Sorley is regarded by some, including the Poet Laureate John Masefield (1878–1967), as the greatest loss of all the poets killed during the war.

On 11 November 1985, Sorley was among 16 Great War poets commemorated on a slate stone unveiled in Westminster Abbey‘s Poet’s Corner. The inscription on the stone was taken from Wilfred Owen‘s “Preface” to his poems and reads: “My subject is War, and the pity of War. The Poetry is in the pity.”[5]

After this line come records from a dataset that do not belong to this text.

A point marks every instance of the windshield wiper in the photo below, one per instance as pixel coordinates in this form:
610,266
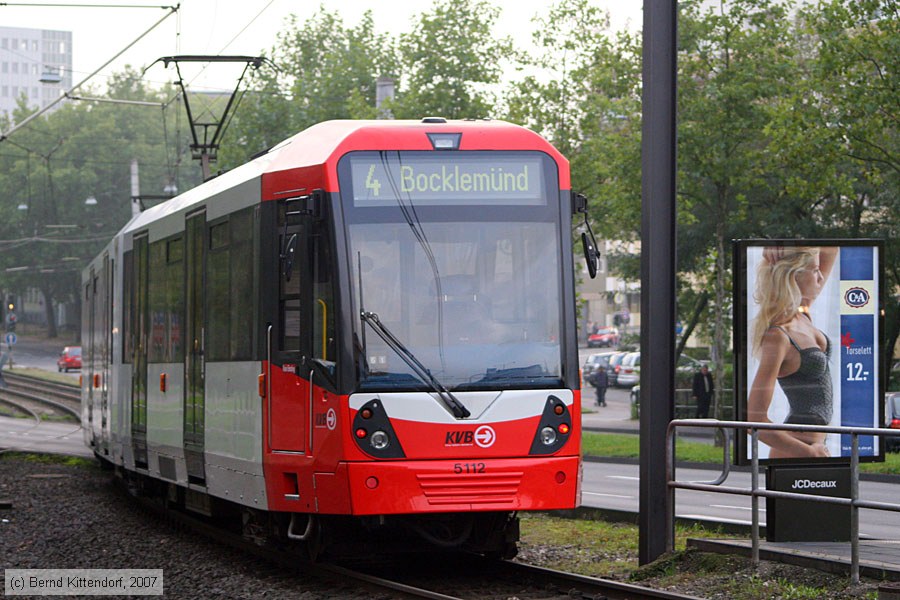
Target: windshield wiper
456,407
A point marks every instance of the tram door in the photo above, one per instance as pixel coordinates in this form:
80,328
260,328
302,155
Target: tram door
140,318
194,361
87,354
106,335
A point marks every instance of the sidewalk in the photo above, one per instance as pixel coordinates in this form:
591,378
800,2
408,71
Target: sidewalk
615,417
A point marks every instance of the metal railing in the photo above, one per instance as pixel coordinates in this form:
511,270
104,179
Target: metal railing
756,493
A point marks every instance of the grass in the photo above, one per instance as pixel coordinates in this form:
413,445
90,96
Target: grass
592,547
50,459
619,445
46,375
610,550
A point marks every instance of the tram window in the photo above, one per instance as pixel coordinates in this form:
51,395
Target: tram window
289,288
218,307
157,288
323,307
127,308
242,276
175,298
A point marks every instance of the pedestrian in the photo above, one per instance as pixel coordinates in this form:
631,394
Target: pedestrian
600,380
703,389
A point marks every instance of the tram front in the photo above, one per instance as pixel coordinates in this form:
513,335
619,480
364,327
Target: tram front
463,328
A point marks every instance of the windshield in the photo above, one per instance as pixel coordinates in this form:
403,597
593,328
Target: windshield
470,286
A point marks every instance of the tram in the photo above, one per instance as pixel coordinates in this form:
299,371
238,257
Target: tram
370,327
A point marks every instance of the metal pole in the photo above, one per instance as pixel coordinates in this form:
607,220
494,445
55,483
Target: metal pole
670,491
754,499
657,270
854,511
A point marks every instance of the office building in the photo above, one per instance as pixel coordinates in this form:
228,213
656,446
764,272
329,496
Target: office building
36,63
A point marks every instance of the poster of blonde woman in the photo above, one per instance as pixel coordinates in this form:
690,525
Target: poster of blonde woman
807,352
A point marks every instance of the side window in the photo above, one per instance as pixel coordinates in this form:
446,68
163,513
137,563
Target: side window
175,298
157,288
291,251
127,307
241,268
218,293
323,297
166,300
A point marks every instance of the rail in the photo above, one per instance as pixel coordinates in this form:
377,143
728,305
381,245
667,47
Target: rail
755,493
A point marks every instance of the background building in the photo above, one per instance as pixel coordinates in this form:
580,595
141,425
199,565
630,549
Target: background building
33,62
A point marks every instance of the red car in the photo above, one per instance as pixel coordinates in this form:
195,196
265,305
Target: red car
69,358
604,336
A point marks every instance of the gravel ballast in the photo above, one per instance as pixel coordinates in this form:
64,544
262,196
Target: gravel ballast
77,517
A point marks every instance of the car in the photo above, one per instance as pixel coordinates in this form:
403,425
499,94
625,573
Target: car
892,418
596,360
629,370
69,358
604,337
615,362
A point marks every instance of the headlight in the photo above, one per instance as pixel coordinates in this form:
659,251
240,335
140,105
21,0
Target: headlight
548,436
379,440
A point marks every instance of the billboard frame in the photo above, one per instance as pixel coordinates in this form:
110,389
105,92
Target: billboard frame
742,297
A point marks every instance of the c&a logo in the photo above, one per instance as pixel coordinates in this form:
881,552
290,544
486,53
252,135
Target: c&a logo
856,297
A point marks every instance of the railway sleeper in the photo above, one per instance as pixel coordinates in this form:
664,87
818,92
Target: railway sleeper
339,537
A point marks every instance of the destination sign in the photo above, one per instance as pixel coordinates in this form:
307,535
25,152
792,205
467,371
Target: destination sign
383,179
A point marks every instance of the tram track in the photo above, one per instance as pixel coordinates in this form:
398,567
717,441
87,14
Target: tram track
453,576
60,398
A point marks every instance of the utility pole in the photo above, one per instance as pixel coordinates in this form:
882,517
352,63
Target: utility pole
658,160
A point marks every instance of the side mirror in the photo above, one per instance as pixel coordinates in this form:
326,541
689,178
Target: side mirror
287,257
591,255
588,243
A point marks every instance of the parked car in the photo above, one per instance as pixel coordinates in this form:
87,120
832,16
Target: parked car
604,337
629,371
594,361
892,418
615,361
69,358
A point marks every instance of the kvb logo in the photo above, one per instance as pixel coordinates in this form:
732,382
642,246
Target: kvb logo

It Is Easy To Be Dead by Neil McPherson, a play on his life, based on his poetry and letters, was presented at the Finborough TheatreLondon, and subsequently at Trafalgar StudiosLondon, in 2016 where it was nominated for an Olivier Award.[7] It subsequently toured to Glasgow and Sorley’s birthplace, Aberdeen, in 2018.

On 9 November 2018, an opinion commentary by Aaron Schnoor published in The Wall Street Journal honored the poetry of World War I, including Sorley’s poem “When You See Millions of the Mouthless Dead”.[8]